真実と嘘〜Truth or Falsity…*〜【上】




「どーするかなぁぁー」




いや、聞けばいいんだよね。


拒絶されてでも、直接聞けば。



でもその勇気が、出ない。



「別にどうでもいいけど、さっさと仲直りでもしとけ。じゃねーと周りの奴らも気まずくて仕方ねーだろ」



「うっ。やっぱみんな私とミッキーの変な態度気づいてるよねぇ…」



「ったりめーだバカ。あれで気づかねぇ方がすげぇだろ」



「バカってなにさバカってー!茜のほーがバ……」





ああ、茜って頭いいんだった。


くっそー。

なんでこんな完璧なんだよ、もう。



なす術がなくて、とりあえず腹いせにあっかんべーってした時、旧美術室の扉がガラリと開いた。

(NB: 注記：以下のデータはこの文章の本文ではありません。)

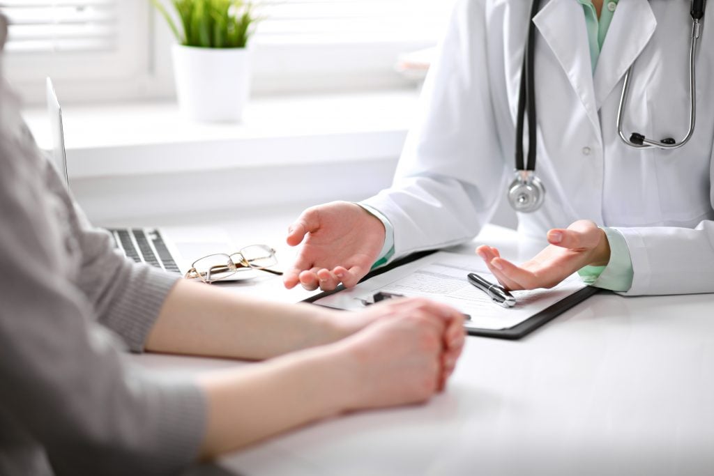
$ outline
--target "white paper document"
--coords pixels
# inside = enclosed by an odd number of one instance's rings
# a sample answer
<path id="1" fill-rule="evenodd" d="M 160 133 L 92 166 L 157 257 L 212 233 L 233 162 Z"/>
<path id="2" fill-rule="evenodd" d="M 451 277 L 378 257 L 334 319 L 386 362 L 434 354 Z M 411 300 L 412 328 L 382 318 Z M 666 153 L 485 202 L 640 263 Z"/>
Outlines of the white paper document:
<path id="1" fill-rule="evenodd" d="M 496 283 L 476 255 L 440 251 L 361 283 L 356 288 L 323 298 L 316 304 L 341 309 L 358 309 L 377 292 L 422 296 L 449 304 L 471 317 L 466 327 L 508 329 L 578 291 L 585 285 L 573 275 L 551 289 L 513 291 L 516 305 L 503 308 L 466 279 L 476 273 Z"/>

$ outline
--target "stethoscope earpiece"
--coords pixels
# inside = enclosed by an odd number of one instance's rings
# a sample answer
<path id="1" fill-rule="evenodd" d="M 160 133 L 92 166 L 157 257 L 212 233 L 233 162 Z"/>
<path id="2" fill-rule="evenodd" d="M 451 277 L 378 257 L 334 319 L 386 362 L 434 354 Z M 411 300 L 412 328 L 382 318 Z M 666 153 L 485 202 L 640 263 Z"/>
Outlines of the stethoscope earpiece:
<path id="1" fill-rule="evenodd" d="M 508 186 L 508 203 L 516 211 L 530 213 L 540 208 L 545 198 L 545 187 L 531 171 L 516 171 Z"/>

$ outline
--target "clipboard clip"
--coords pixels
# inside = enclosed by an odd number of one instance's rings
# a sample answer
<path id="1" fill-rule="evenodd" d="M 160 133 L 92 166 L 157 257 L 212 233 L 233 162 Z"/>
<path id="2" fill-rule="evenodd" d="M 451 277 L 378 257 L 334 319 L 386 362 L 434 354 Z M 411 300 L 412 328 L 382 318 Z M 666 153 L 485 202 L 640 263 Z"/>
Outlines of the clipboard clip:
<path id="1" fill-rule="evenodd" d="M 366 299 L 363 299 L 362 298 L 355 298 L 357 300 L 362 303 L 362 305 L 372 305 L 373 304 L 376 304 L 380 301 L 383 301 L 386 299 L 392 299 L 393 298 L 403 298 L 404 295 L 402 294 L 395 294 L 394 293 L 385 293 L 384 291 L 378 291 L 375 293 L 371 296 L 367 298 Z"/>

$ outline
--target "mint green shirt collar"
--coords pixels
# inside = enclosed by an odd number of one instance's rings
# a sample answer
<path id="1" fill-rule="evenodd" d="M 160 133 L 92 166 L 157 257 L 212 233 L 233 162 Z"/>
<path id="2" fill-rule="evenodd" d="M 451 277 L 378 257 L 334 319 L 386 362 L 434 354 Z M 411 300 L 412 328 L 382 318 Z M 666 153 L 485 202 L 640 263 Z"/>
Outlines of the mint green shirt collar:
<path id="1" fill-rule="evenodd" d="M 588 32 L 588 41 L 590 43 L 590 58 L 593 71 L 598 65 L 598 59 L 600 58 L 600 52 L 605 43 L 605 36 L 608 34 L 613 16 L 617 9 L 618 1 L 618 0 L 605 0 L 598 19 L 593 0 L 578 0 L 585 10 L 585 30 Z"/>

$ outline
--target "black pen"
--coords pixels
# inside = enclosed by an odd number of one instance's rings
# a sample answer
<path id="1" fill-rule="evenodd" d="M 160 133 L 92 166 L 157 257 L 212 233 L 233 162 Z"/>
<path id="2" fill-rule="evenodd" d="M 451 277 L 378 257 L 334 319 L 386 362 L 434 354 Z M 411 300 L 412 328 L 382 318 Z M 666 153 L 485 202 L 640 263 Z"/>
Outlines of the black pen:
<path id="1" fill-rule="evenodd" d="M 516 305 L 516 298 L 503 287 L 489 283 L 474 273 L 469 273 L 466 277 L 469 283 L 486 293 L 496 303 L 504 308 L 512 308 Z"/>

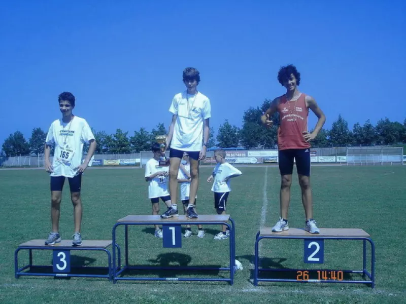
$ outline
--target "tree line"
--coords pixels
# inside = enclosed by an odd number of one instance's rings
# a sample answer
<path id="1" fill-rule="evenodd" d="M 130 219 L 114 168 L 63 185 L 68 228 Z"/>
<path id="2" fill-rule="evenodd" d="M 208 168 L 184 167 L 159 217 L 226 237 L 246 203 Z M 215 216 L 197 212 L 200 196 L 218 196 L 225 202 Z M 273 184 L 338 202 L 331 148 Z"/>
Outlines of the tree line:
<path id="1" fill-rule="evenodd" d="M 219 127 L 217 136 L 210 128 L 212 136 L 208 143 L 208 147 L 223 148 L 243 147 L 246 149 L 273 149 L 277 146 L 279 115 L 275 113 L 270 119 L 274 127 L 266 129 L 260 124 L 260 117 L 269 107 L 270 100 L 265 100 L 260 107 L 250 107 L 244 112 L 241 128 L 231 125 L 227 120 Z M 97 142 L 96 154 L 138 153 L 149 150 L 155 137 L 167 134 L 163 123 L 158 124 L 152 131 L 145 128 L 135 131 L 129 135 L 128 131 L 117 129 L 115 133 L 108 134 L 104 131 L 92 129 Z M 46 133 L 41 128 L 32 130 L 27 140 L 23 134 L 17 131 L 6 139 L 2 145 L 2 155 L 6 157 L 37 155 L 44 153 L 44 144 Z M 324 128 L 312 141 L 313 147 L 348 146 L 390 145 L 406 143 L 406 118 L 403 124 L 392 122 L 388 119 L 380 120 L 375 126 L 369 120 L 363 125 L 355 124 L 352 129 L 341 115 L 334 121 L 329 130 Z"/>

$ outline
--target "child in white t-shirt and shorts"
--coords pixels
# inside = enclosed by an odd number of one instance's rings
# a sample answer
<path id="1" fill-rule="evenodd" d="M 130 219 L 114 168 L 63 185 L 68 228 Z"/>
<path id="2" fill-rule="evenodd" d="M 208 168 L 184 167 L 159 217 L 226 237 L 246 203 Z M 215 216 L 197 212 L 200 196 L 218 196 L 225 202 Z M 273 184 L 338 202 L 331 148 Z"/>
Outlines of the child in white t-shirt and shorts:
<path id="1" fill-rule="evenodd" d="M 214 157 L 217 163 L 213 173 L 207 179 L 208 182 L 211 182 L 214 179 L 212 186 L 212 191 L 214 193 L 214 208 L 217 214 L 225 214 L 226 205 L 228 194 L 231 191 L 230 187 L 230 179 L 240 176 L 243 173 L 241 171 L 229 164 L 225 160 L 225 151 L 219 149 L 214 152 Z M 230 237 L 230 231 L 225 225 L 222 225 L 222 232 L 214 237 L 215 240 L 224 240 Z"/>
<path id="2" fill-rule="evenodd" d="M 181 188 L 180 200 L 183 205 L 183 210 L 185 214 L 187 214 L 187 208 L 189 205 L 190 180 L 190 161 L 189 159 L 189 155 L 185 152 L 183 154 L 183 157 L 179 166 L 179 171 L 178 172 L 178 182 L 180 184 Z M 197 198 L 197 196 L 196 195 L 195 199 Z M 205 233 L 205 231 L 203 230 L 202 225 L 197 225 L 197 237 L 203 238 L 206 234 Z M 189 238 L 192 234 L 190 225 L 188 225 L 184 236 L 185 238 Z"/>
<path id="3" fill-rule="evenodd" d="M 148 185 L 148 198 L 152 204 L 152 214 L 159 214 L 159 199 L 168 208 L 171 207 L 171 196 L 168 192 L 168 167 L 160 167 L 159 159 L 161 149 L 159 144 L 155 143 L 151 147 L 154 157 L 147 162 L 145 166 L 145 181 L 149 182 Z M 162 238 L 162 230 L 158 225 L 155 225 L 155 236 Z"/>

「茜さん、ひなたー!終業式おわったぞ!帰りま……日向お前なんて顔してんだ」



そんなドン引きしないでよ。


傷つくんですけど。

派手に。


そんな私をみて意地悪く口角を上げて笑った茜は、鞄をもって椅子から腰を離した。



「はぇーな、夏休みか。おい日向てめぇ、さっさと幹夫と仲直りしろよ」



前を歩いて教室から出て行く茜のそんな言葉にムッとして返す。


「だから、できたらとっくに──」







「夏、皆で旅行いかねーのかよ」





クルリ、半分振り向いて。



口角を上げて笑った茜に、私の心臓はドキリ、自然と跳ねた。



…って、え?ドキッてなによ心臓くん。


謎の胸の高鳴りに首を傾げる。



──それよりも!!



ムッとしていた顔も、一瞬でパァッと明るくなっていく。




夏、旅行、みんなで。



「っ、いく!!」




「じゃーさっさと仲直りしろよ」



夏の熱い日差しに金髪をキラキラ反射させながら。




「今年はどこいくんすか?」


なんて聞く南の横を歩いていく茜。





──心臓が、鳴り止まないのはなんでだろう。